# Good System



## Log2 (Oct 16, 2008)

Hey I'm looking for a good, I don't want to say "top of the line" lol, because I don't have top of the line money... I mean, I'm willing to spend like 700 bucks to 1000 bucks, as cheap as possible really... but I want a few things to be present...

Here's the situation.. I want to hook this up to my computer, and I want it to be a home theater, so we'll pretend I'm hooking it up to a satellite, because no one needs to worry about connecting it, but me, haha, ok so what I need, I want:

F Response: 20-25hz - 20khz
Sub Wattage: 100 - 200 (I'm not made out of money)
Gotta be 5.1 (Possible upgradable to 7.1 not necessary)
Signal to noise: >100db
Total RMS: 500Watts maybe 700W, but I wanna be as low as possible, again I don't want a high electric bill


If anyone could help with finding something along those lines, that's not too too expensive, I would greatly appreciate it


----------



## yustr (Sep 27, 2004)

Here's one system that might be what you're after.

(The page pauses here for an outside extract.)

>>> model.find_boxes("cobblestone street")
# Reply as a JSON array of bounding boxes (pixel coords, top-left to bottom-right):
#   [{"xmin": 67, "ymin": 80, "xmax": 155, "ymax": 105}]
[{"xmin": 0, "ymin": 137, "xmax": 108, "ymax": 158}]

I say might because without knowing more about what you're like, what your tastes in music are, how willing are you to delay a little for better today, what your room size is, what sources are you going to need besides the comp, how loud do you want to play it, etc...we can't give real guidance.


----------



## Log2 (Oct 16, 2008)

Wow, that looks amazing, and it def fits all the criteria, and the price looks to be pretty good, thanks a lot


----------